The Silent Generation grew up dealing with the Great Depression and World War II. Now the first-year college students of Generation Z are coming of age amid climate change and the COVID-19 pandemic.
“The whole world was opening up to students that started college last fall,” says Robyn Fivush, an Emory professor of psychology and director of the Institute for the Liberal Arts. “They reached the threshold of adulthood. And then the pandemic hit, pulling the rug out from under them. What does it mean for their dreams of research, of travel, of what they want to do with their lives? It creates an even more uncertain future at a point when they were just starting to home in on their passions and form their adult identities.”
Emory University is one of five universities across the country collaborating on a study focused on narratives written by first-year college students from last fall about their experiences of the COVID-19 pandemic. The longitudinal study will follow the students for a year or more to track their psychological well-being and academic performance. The goal of the study is to determine whether the self-narratives can predict better outcomes for the students, and to gather data for any interventions that may be needed to help students to have more rewarding and successful academic experiences.
Fivush, director of the Family Narratives Lab in Emory’s Department of Psychology, is a leader in the field of narrative identity — how we use stories to understand ourselves and to make sense of the world and our place within it. She launched the student narratives study in collaboration with colleagues from the University of Kansas, the University of Missouri, the University of Utah and Western Washington University.

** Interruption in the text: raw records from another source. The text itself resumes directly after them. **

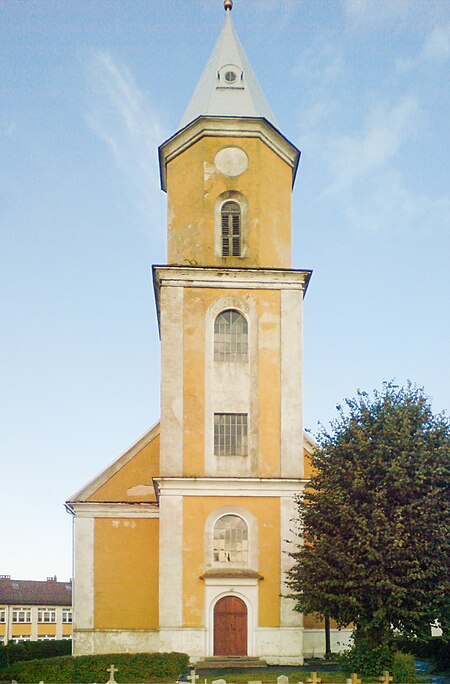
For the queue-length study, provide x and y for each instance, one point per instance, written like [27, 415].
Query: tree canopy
[374, 520]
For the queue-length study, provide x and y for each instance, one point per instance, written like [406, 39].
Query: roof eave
[227, 126]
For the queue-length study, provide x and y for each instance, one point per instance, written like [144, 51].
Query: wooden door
[230, 626]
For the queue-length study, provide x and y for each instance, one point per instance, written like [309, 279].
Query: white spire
[228, 85]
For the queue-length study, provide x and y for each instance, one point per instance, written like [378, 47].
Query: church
[182, 543]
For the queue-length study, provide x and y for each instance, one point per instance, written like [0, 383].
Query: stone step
[229, 662]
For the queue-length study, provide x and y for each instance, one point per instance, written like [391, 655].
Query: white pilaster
[291, 384]
[59, 622]
[170, 561]
[171, 319]
[34, 623]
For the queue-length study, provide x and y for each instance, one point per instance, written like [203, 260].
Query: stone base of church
[276, 645]
[89, 642]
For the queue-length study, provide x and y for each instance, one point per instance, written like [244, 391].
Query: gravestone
[112, 671]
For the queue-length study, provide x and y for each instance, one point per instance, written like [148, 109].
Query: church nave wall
[126, 591]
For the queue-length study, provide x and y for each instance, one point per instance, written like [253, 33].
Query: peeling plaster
[140, 490]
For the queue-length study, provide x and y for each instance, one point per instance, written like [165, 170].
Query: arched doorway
[230, 626]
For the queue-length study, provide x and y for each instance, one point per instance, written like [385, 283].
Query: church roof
[228, 85]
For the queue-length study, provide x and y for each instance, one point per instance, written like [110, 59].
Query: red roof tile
[30, 592]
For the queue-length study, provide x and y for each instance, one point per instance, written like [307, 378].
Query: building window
[231, 229]
[230, 336]
[46, 615]
[230, 434]
[21, 614]
[230, 540]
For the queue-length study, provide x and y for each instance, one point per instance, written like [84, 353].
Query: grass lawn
[295, 674]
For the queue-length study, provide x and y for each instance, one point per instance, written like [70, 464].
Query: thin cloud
[373, 148]
[122, 118]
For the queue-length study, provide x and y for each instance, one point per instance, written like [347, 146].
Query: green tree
[374, 520]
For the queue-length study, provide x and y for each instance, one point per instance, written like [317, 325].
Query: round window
[230, 76]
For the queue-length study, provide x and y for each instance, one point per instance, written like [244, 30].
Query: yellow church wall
[308, 469]
[193, 186]
[268, 306]
[313, 621]
[195, 513]
[126, 591]
[196, 303]
[137, 472]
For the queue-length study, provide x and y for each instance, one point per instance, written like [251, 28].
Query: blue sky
[87, 92]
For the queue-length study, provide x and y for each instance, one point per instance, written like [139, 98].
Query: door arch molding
[248, 594]
[230, 626]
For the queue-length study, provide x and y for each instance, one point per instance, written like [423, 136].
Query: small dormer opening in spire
[230, 76]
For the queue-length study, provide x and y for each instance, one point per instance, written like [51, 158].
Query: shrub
[131, 667]
[365, 660]
[403, 668]
[29, 650]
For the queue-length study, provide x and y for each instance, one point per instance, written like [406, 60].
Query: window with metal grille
[67, 615]
[21, 614]
[46, 615]
[230, 540]
[230, 336]
[230, 434]
[231, 229]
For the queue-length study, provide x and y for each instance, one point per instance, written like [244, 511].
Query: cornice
[227, 127]
[233, 486]
[94, 509]
[228, 278]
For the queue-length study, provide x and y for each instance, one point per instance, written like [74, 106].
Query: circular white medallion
[231, 161]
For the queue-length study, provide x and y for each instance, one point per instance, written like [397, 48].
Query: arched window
[231, 229]
[230, 336]
[230, 540]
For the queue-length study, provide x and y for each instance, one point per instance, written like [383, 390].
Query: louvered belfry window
[230, 336]
[231, 229]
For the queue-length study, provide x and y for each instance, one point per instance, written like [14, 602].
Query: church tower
[199, 510]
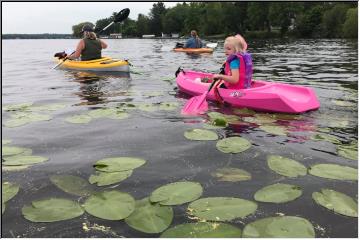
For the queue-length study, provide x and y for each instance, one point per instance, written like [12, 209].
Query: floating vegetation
[334, 171]
[150, 218]
[108, 178]
[202, 230]
[221, 208]
[118, 164]
[233, 145]
[279, 227]
[200, 135]
[337, 202]
[278, 193]
[285, 166]
[72, 184]
[52, 210]
[110, 205]
[231, 175]
[177, 193]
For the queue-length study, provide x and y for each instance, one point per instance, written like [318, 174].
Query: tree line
[256, 19]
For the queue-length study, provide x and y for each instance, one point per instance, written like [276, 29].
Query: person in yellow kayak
[88, 48]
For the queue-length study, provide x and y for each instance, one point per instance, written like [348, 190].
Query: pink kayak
[263, 96]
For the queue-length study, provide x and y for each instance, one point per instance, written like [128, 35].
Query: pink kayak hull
[263, 96]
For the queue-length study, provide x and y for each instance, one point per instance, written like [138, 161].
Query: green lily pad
[200, 135]
[23, 160]
[279, 227]
[337, 202]
[110, 205]
[150, 218]
[221, 208]
[9, 190]
[72, 184]
[285, 166]
[8, 151]
[202, 230]
[79, 119]
[233, 145]
[118, 164]
[334, 171]
[108, 178]
[278, 193]
[177, 193]
[52, 210]
[231, 175]
[275, 130]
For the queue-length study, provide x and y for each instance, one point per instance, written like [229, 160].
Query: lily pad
[337, 202]
[279, 227]
[231, 175]
[177, 193]
[23, 160]
[200, 135]
[9, 190]
[108, 178]
[278, 193]
[79, 119]
[118, 164]
[150, 218]
[233, 145]
[52, 210]
[202, 230]
[285, 166]
[72, 184]
[334, 171]
[221, 208]
[110, 205]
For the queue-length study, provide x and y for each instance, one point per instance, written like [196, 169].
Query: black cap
[87, 28]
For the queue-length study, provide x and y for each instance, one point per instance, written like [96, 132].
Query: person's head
[88, 31]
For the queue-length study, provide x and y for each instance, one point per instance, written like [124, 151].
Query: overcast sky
[59, 17]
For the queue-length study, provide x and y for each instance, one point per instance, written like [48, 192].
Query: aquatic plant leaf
[337, 202]
[202, 230]
[177, 193]
[23, 160]
[279, 227]
[150, 218]
[233, 145]
[8, 150]
[275, 130]
[108, 178]
[231, 175]
[278, 193]
[285, 166]
[221, 208]
[72, 184]
[79, 119]
[110, 205]
[118, 164]
[334, 171]
[8, 191]
[52, 210]
[200, 135]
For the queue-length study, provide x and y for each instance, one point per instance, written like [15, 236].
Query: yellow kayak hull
[104, 64]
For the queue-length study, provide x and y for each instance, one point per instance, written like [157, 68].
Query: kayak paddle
[121, 16]
[197, 104]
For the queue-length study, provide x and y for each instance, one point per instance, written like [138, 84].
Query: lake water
[330, 67]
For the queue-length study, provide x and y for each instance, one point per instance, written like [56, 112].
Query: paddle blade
[195, 105]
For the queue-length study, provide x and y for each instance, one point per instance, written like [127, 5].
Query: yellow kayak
[104, 64]
[194, 50]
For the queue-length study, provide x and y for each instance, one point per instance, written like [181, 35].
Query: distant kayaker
[89, 48]
[237, 71]
[194, 41]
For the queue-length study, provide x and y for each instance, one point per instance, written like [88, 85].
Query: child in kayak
[238, 66]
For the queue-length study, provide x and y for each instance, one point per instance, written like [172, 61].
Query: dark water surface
[330, 67]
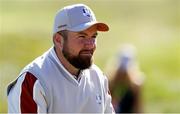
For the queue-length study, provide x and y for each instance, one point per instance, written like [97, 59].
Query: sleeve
[108, 102]
[27, 95]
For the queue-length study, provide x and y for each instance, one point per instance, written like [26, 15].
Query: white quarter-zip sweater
[45, 86]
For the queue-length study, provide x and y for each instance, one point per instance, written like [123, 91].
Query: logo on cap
[86, 12]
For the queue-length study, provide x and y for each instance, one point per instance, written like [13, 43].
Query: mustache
[85, 51]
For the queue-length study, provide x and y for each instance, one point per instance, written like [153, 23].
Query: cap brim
[100, 27]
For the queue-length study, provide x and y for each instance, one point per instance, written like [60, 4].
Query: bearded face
[81, 60]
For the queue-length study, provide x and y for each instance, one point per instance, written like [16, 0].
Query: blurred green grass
[152, 26]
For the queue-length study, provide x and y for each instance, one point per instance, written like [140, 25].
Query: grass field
[152, 26]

“I’ve become particularly interested in college-age individuals because it’s such an important time in the formation of identity,” Fivush says. “Even though the majority of Americans do not go away to college, the ones that do are living away from home for the first time, learning time management, how to feed themselves, how to interact with peers and how to make their own decisions.”
The researchers are recruiting students from all five of the universities now for the study. They hope to enroll between 600 and 1,000 participants to write two detailed narratives. The first narrative asks them to describe an event that best captures the challenges they have faced as a result of COVID-19. The second narrative focuses on an event that best captures what they have learned about themselves as a result of COVID-19.

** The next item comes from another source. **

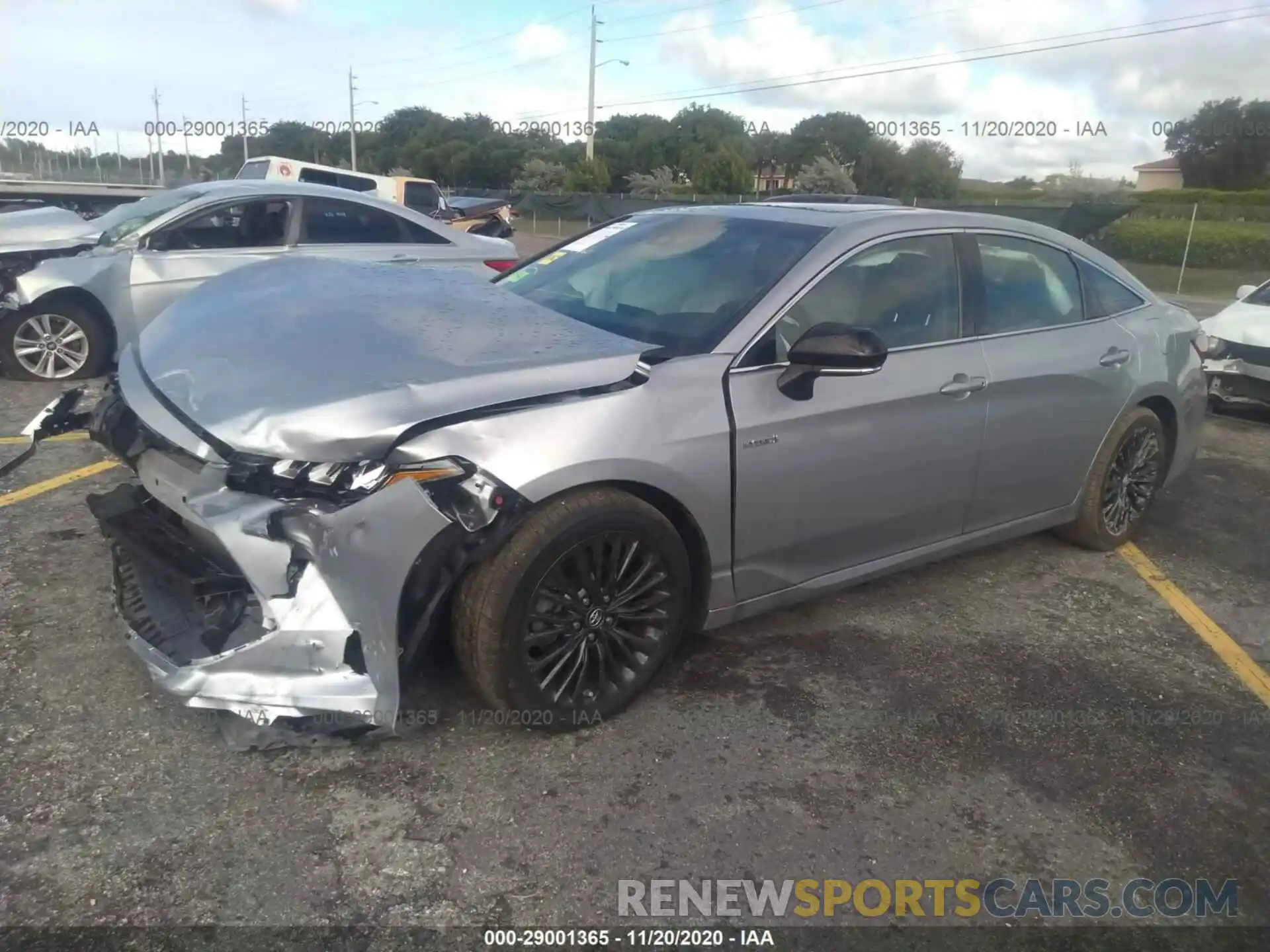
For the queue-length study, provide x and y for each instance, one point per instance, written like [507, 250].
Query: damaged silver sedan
[673, 422]
[1238, 360]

Participants will also fill out questionnaires at the start of the study, and at periodic intervals during the course of it. The questions cover the participants’ living situations and their physical health. They also aim at assessing the participants’ levels of anxiety, stress and depression, whether they are flourishing, and whether they are experiencing positive personal growth and making academic progress.

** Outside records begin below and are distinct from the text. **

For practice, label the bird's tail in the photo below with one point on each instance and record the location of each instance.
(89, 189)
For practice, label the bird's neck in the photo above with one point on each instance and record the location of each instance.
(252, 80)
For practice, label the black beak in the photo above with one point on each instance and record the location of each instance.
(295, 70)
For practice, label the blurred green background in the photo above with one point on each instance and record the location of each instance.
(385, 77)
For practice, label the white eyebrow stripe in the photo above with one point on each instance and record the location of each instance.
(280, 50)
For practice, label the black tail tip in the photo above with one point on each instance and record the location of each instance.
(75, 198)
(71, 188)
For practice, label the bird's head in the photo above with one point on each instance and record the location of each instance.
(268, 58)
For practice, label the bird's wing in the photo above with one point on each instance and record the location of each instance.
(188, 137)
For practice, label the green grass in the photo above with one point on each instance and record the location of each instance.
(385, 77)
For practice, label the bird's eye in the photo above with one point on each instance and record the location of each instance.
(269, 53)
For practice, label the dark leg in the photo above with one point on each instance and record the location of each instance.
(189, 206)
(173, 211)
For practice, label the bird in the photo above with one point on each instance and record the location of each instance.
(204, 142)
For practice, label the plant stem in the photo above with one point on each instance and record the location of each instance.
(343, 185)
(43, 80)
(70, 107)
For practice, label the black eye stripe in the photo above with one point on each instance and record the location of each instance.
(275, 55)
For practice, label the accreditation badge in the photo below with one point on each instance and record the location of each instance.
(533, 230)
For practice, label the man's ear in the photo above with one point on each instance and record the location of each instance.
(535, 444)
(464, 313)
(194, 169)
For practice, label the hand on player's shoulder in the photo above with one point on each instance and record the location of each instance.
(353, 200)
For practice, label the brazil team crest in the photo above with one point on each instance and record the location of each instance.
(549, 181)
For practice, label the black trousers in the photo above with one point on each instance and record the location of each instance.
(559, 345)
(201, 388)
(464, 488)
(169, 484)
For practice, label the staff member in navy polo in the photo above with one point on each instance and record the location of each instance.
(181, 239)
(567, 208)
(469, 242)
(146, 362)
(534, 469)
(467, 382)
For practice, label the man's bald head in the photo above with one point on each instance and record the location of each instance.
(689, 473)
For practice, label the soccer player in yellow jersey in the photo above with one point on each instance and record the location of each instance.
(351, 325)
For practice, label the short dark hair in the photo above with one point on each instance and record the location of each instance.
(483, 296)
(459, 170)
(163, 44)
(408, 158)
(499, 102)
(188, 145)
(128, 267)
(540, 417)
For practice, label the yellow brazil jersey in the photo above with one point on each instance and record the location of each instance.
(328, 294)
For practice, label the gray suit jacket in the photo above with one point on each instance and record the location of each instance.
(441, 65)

The hypothesis is that more coherent, positive narratives will be predictive of better mental health, more effective identity processing and better academic progress. “The data may help us create interventions to support students who may be struggling as they navigate disruptive and stressful events,” Fivush says.
Students from lower-income families and first-generation college attendees were already more at risk for not making it to graduation so the fallout from the pandemic may be especially difficult for them to navigate, Fivush says. “If we don’t get some really deep data about what they are experiencing and how they are making decisions we are not going to be able to help them to stay the course and graduate,” she says. “It’s vital to understand and support them. Education remains the single most important path to upward mobility and for resolving inequalities.”
The researchers launched the study with available funds as a year-long project, and they will release useful data as it becomes available. They are currently writing grants to secure funding to extend the study for longer.
Fivush has served in administrative roles at Emory designed to create more integrated and reflective experiences for undergraduates. “I really enjoy administrative work because it’s a chance to think strategically about education and what it is that we’re trying to accomplish,” she says. “Emory is well-situated in terms of its resources and its commitment to the undergraduate experience. We are teaching the change agents and the leaders of tomorrow. The role we play as educators is critical for the future of the world.”
Generation Z, or those born from around the mid-1990s to early 2010s, now make up the largest segment of the population and are the first true “digital natives” — those who have never known the world without the Internet.
“Every college student has a smart phone and is continuously flooded with information,” Fivush says. “That has broken down and fractured shared social narratives. It may give you more leeway to create your own story. On the other hand, it makes the world more complicated, more ambiguous and uncertain. And all of those things can make the identity journey more challenging.”